盒子里有当年扈成玉所写的部分用工笔记,其中夹杂着一两句少女心事,鲜为人知。
这些东西是经过时光打磨的,无法作假。
扈赏春将东西捏在手里便能感受到它的真实性,这就是三娘的过去,那尘封良久的十数年。
一边捏着笔记一边盯着玉影,他迫切地想从玉影的只言片语里拼凑出一个完整的三娘。
他太急了,语气之快,吐字之迫切让玉影略微瑟缩害怕。
谢依水伸手扯动扈赏春手里的书册,感受到自己手上的动静,他下意识一紧,抓住自己眼前的东西不放。

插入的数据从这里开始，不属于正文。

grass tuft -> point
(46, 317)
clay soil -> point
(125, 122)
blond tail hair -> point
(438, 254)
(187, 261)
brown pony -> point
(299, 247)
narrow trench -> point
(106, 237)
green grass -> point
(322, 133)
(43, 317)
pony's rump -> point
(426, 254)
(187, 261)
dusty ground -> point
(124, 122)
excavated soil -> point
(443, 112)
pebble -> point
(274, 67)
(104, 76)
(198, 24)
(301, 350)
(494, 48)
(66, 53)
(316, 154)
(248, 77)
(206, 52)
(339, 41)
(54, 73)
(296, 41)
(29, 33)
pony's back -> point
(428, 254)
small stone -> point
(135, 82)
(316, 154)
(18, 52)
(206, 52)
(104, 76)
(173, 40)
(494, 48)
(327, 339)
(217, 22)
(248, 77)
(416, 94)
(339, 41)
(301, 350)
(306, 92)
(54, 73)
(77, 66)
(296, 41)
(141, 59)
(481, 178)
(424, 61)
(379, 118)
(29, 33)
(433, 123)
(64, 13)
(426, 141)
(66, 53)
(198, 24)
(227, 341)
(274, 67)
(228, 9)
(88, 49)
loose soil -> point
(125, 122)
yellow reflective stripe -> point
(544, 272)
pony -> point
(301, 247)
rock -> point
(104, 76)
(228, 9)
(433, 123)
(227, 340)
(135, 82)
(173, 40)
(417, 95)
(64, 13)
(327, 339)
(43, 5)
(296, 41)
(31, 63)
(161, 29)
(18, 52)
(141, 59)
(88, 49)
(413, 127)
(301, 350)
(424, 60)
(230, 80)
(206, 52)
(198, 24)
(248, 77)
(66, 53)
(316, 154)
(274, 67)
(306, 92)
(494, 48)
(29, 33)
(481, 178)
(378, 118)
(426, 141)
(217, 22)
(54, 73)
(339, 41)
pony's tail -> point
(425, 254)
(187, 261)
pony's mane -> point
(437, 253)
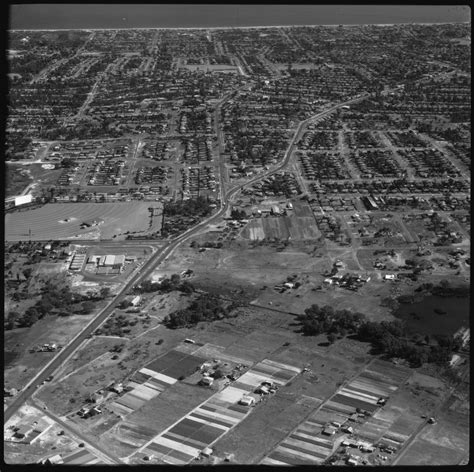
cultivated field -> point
(62, 221)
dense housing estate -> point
(246, 245)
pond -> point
(435, 315)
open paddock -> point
(423, 452)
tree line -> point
(390, 338)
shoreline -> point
(187, 28)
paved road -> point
(150, 266)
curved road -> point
(151, 265)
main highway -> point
(155, 260)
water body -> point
(428, 321)
(77, 16)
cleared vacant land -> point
(63, 221)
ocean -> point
(113, 16)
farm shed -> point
(329, 431)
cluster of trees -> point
(165, 286)
(390, 338)
(317, 320)
(58, 300)
(443, 289)
(204, 308)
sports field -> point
(63, 221)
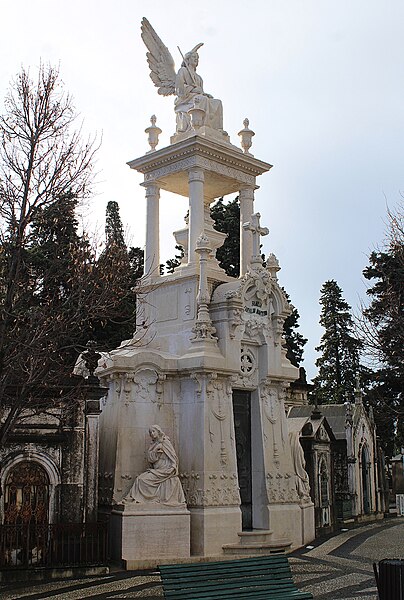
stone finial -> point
(358, 391)
(91, 357)
(257, 231)
(246, 135)
(273, 265)
(197, 114)
(153, 132)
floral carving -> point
(222, 489)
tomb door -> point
(242, 426)
(366, 480)
(26, 511)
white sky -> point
(322, 83)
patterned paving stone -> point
(337, 569)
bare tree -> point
(42, 160)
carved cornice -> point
(200, 147)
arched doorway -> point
(324, 492)
(26, 515)
(365, 480)
(26, 495)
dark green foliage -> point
(383, 335)
(227, 220)
(339, 361)
(173, 263)
(118, 267)
(295, 342)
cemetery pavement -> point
(337, 568)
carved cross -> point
(257, 231)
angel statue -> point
(186, 84)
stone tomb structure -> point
(210, 369)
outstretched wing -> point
(161, 63)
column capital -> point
(152, 189)
(196, 174)
(247, 191)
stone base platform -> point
(143, 532)
(257, 542)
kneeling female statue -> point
(160, 483)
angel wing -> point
(161, 63)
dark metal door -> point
(366, 481)
(242, 426)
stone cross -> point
(257, 231)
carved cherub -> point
(186, 84)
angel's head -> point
(192, 58)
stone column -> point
(246, 197)
(196, 179)
(152, 246)
(91, 454)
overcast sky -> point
(322, 83)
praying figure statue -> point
(160, 483)
(187, 84)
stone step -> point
(257, 542)
(258, 536)
(256, 549)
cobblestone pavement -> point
(339, 568)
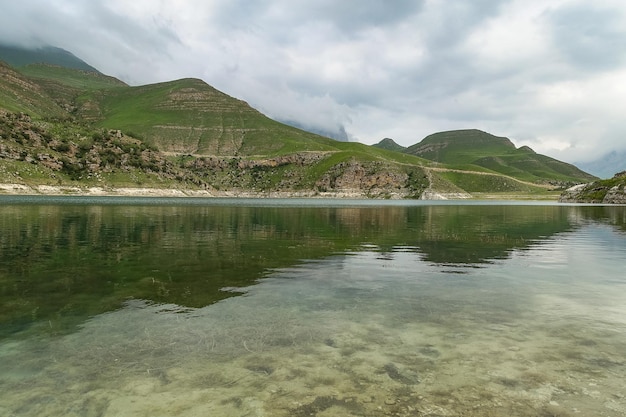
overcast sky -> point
(550, 74)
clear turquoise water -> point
(114, 307)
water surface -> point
(137, 307)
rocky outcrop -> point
(372, 179)
(611, 191)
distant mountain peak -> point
(18, 56)
(390, 145)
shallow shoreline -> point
(94, 191)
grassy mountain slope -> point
(390, 145)
(19, 56)
(475, 149)
(189, 116)
(20, 94)
(92, 130)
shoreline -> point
(94, 191)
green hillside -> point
(69, 126)
(189, 116)
(390, 145)
(17, 56)
(478, 150)
(20, 94)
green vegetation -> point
(612, 190)
(62, 264)
(476, 150)
(83, 128)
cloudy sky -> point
(550, 74)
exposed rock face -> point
(371, 179)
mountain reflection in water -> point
(231, 309)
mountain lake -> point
(241, 307)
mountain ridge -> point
(186, 134)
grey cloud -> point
(589, 36)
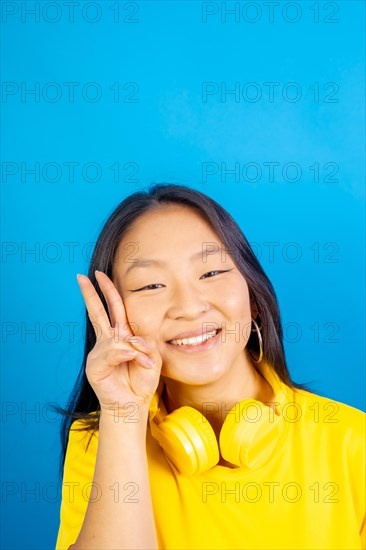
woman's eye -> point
(146, 287)
(215, 272)
(149, 287)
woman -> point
(189, 432)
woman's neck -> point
(216, 399)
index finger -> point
(94, 305)
(116, 307)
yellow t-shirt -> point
(310, 494)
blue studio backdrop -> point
(257, 104)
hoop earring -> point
(257, 330)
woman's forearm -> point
(121, 516)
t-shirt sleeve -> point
(363, 534)
(77, 483)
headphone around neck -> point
(248, 436)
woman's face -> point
(184, 296)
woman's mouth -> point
(197, 343)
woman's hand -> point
(117, 377)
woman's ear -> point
(253, 308)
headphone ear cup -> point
(248, 437)
(188, 440)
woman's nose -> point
(188, 303)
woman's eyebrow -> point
(145, 262)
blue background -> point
(168, 134)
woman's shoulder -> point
(334, 417)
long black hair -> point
(83, 402)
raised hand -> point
(121, 368)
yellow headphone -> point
(247, 438)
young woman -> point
(188, 431)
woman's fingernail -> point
(130, 352)
(149, 361)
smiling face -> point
(195, 287)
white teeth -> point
(195, 341)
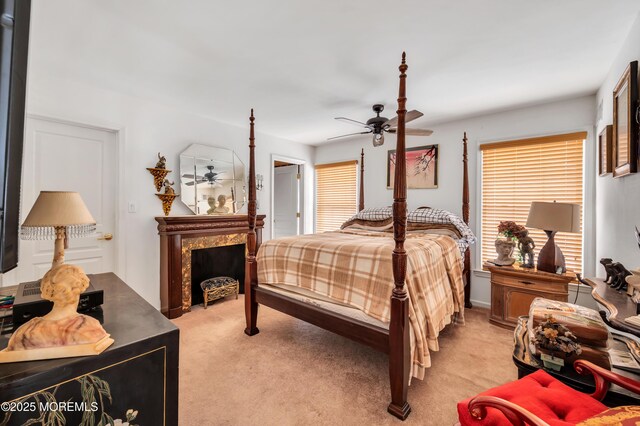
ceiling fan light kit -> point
(379, 125)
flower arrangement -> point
(555, 337)
(509, 229)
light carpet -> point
(293, 373)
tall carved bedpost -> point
(361, 199)
(251, 267)
(465, 217)
(399, 346)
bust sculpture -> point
(221, 208)
(526, 246)
(62, 332)
(504, 248)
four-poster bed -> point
(394, 335)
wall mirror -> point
(625, 129)
(212, 180)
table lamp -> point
(60, 215)
(552, 218)
(63, 332)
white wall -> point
(618, 200)
(144, 129)
(552, 118)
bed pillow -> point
(426, 217)
(373, 219)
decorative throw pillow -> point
(429, 216)
(372, 218)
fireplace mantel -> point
(181, 234)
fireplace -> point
(214, 262)
(185, 241)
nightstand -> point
(513, 289)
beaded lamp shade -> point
(58, 209)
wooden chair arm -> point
(603, 378)
(517, 415)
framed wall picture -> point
(604, 148)
(422, 167)
(625, 129)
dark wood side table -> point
(513, 289)
(528, 363)
(138, 372)
(614, 306)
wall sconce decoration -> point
(159, 172)
(167, 197)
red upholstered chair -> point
(538, 399)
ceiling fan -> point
(379, 125)
(210, 177)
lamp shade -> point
(563, 217)
(58, 209)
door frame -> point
(296, 161)
(119, 137)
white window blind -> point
(515, 173)
(336, 194)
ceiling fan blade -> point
(350, 121)
(418, 132)
(350, 134)
(413, 132)
(409, 116)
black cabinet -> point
(135, 379)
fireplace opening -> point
(227, 261)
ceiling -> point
(301, 63)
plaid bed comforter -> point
(354, 268)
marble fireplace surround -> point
(179, 236)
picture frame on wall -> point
(422, 167)
(604, 149)
(625, 129)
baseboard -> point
(480, 304)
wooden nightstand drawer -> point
(533, 283)
(513, 289)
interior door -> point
(286, 201)
(67, 157)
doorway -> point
(63, 156)
(287, 197)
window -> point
(515, 173)
(336, 194)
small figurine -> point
(620, 273)
(606, 263)
(167, 187)
(162, 162)
(504, 249)
(222, 200)
(526, 246)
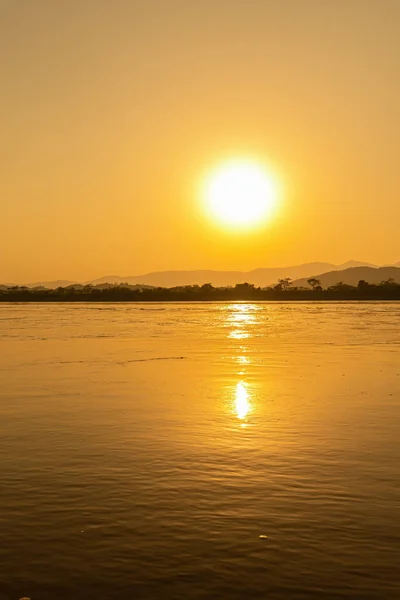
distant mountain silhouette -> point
(260, 277)
(353, 275)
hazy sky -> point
(112, 111)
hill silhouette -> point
(261, 277)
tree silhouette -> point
(283, 284)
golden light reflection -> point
(240, 318)
(242, 404)
(240, 193)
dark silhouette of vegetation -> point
(283, 291)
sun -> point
(240, 193)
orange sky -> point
(111, 111)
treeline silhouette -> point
(284, 290)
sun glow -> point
(240, 193)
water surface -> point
(146, 448)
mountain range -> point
(350, 272)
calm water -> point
(146, 448)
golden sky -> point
(112, 111)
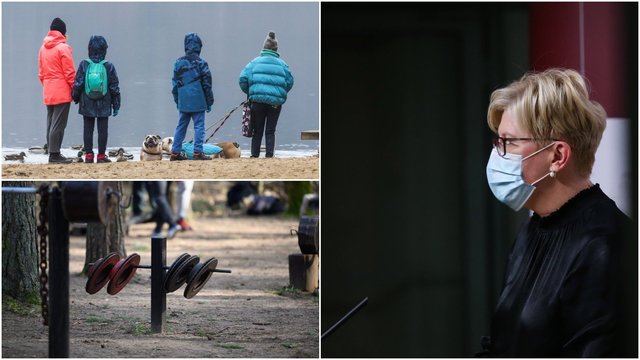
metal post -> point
(58, 278)
(158, 294)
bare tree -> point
(19, 244)
(103, 239)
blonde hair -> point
(553, 104)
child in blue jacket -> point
(267, 80)
(193, 94)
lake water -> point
(144, 41)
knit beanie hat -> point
(271, 43)
(58, 24)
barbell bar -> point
(118, 272)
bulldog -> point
(151, 148)
(167, 144)
(230, 150)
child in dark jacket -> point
(99, 107)
(193, 95)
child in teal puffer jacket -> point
(267, 81)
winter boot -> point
(102, 158)
(201, 156)
(178, 157)
(57, 158)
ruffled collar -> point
(569, 210)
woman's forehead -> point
(509, 126)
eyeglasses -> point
(501, 143)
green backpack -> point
(95, 81)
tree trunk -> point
(102, 239)
(19, 244)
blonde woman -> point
(559, 295)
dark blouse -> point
(558, 299)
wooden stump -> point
(303, 271)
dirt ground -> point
(248, 313)
(242, 168)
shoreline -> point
(303, 168)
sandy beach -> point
(243, 168)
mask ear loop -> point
(551, 173)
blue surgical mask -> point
(504, 175)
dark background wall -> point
(408, 219)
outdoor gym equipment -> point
(118, 272)
(82, 201)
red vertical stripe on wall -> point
(555, 42)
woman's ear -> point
(561, 156)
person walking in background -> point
(266, 80)
(183, 202)
(193, 93)
(164, 214)
(96, 88)
(56, 72)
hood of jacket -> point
(268, 52)
(192, 44)
(97, 48)
(53, 39)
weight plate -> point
(99, 273)
(95, 265)
(122, 273)
(199, 277)
(172, 270)
(179, 277)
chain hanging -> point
(43, 232)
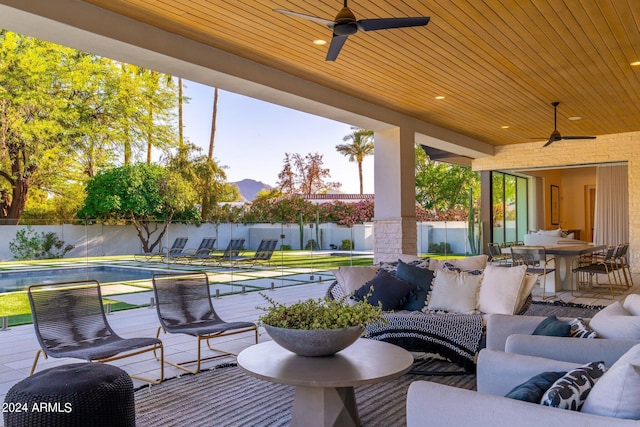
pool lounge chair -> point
(200, 255)
(232, 251)
(263, 253)
(165, 254)
(184, 307)
(69, 321)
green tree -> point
(34, 108)
(206, 177)
(148, 195)
(304, 175)
(361, 145)
(442, 187)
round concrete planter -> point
(314, 342)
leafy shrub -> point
(29, 244)
(346, 245)
(320, 313)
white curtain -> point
(611, 222)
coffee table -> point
(324, 394)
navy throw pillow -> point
(553, 327)
(421, 278)
(534, 388)
(387, 289)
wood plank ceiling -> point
(497, 62)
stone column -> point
(395, 194)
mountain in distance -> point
(250, 188)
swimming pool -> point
(21, 280)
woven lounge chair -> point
(200, 255)
(165, 254)
(263, 253)
(232, 251)
(183, 304)
(69, 321)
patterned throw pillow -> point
(580, 330)
(570, 391)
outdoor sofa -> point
(498, 373)
(514, 355)
(446, 314)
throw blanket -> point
(455, 337)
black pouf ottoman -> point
(79, 394)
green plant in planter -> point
(320, 313)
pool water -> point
(21, 280)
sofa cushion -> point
(579, 329)
(632, 304)
(455, 292)
(570, 391)
(352, 278)
(616, 393)
(421, 278)
(614, 322)
(500, 289)
(552, 327)
(534, 388)
(388, 290)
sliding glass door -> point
(510, 207)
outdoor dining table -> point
(565, 256)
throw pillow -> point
(616, 393)
(530, 281)
(534, 388)
(500, 289)
(552, 327)
(352, 278)
(632, 304)
(388, 291)
(614, 322)
(579, 329)
(454, 292)
(421, 278)
(571, 391)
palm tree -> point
(361, 145)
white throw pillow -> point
(454, 292)
(352, 278)
(530, 281)
(616, 393)
(615, 322)
(500, 289)
(632, 304)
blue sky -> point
(253, 136)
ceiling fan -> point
(555, 135)
(345, 24)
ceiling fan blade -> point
(336, 45)
(578, 137)
(389, 23)
(328, 22)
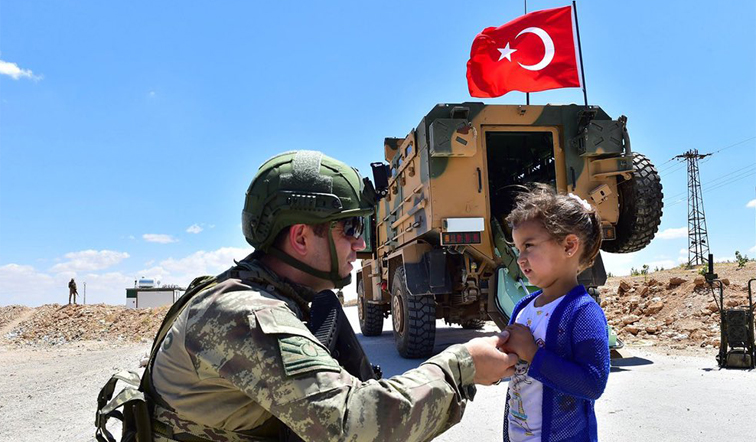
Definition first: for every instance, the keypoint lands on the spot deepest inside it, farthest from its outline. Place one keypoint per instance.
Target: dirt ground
(54, 359)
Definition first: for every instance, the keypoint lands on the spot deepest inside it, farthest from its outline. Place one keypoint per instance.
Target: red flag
(532, 53)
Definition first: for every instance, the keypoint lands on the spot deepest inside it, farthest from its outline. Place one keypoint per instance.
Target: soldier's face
(347, 247)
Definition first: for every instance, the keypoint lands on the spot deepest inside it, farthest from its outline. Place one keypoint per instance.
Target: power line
(713, 182)
(708, 189)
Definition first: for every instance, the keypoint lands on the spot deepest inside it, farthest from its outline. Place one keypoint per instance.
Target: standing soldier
(72, 291)
(240, 364)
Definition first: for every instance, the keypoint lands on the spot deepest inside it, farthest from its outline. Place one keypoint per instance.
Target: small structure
(147, 294)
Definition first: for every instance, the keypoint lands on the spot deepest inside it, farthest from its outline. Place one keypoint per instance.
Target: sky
(130, 131)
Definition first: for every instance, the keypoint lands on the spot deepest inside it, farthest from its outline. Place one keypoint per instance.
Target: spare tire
(640, 207)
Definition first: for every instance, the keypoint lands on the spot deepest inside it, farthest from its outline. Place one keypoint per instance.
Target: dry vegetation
(672, 309)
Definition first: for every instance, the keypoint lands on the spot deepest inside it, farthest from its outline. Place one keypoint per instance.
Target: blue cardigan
(573, 367)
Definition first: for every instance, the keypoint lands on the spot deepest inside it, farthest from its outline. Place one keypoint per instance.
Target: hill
(673, 309)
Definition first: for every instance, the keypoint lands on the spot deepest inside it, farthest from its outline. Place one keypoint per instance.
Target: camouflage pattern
(463, 162)
(239, 356)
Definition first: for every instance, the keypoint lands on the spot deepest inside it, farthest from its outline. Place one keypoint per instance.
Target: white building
(147, 294)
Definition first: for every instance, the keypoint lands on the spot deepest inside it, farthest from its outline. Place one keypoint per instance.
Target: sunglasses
(353, 226)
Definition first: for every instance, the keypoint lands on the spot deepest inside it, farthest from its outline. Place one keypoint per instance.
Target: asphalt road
(651, 395)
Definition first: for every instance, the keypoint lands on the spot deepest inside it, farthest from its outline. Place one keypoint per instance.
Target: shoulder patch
(301, 355)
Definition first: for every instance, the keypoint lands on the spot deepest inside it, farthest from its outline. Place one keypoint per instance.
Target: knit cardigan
(573, 367)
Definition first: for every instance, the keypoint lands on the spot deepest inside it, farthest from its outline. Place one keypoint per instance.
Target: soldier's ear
(299, 239)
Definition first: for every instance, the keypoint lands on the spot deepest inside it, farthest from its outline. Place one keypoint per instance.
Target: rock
(624, 287)
(654, 308)
(674, 282)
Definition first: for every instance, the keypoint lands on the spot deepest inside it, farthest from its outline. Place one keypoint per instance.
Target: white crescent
(548, 45)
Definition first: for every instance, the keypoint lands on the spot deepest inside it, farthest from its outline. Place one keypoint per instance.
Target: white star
(506, 52)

“父亲,该放手了。”这话不像是谢依水能说出来的话,混混沌沌,像真的三娘。
扈赏春松开了自己的力度,他恍惚问道:“我该放手了吗?”
谢依水谢过玉影,“今天就到这里吧,多谢你。”
玉影看了眼扈尚书又瞥了眼谢依水,这两个人明明是父女,但看上去怎一点父女亲情都没有。
失忆?
玉影恨自己不是医士,失忆真的有那么厉害吗?能让人性情大变,淡漠如斯。
“那我先回了。”不管了,三娘让我来就是信任我,无须探究更多。
将人送走,谢依水坐回原来的位置,“很多事情是无法用常理来回答的,父亲。”
或许她是扈三,或许她不是,但玉影的存在能给她证明——这具身体是同一个人。
起码在玉十娘看来,她们就是同一个人。
具体论述一个人的存在,可能要动用现代科学技术以及哲思之辨,这里环境过于简陋,真真假假难以论证。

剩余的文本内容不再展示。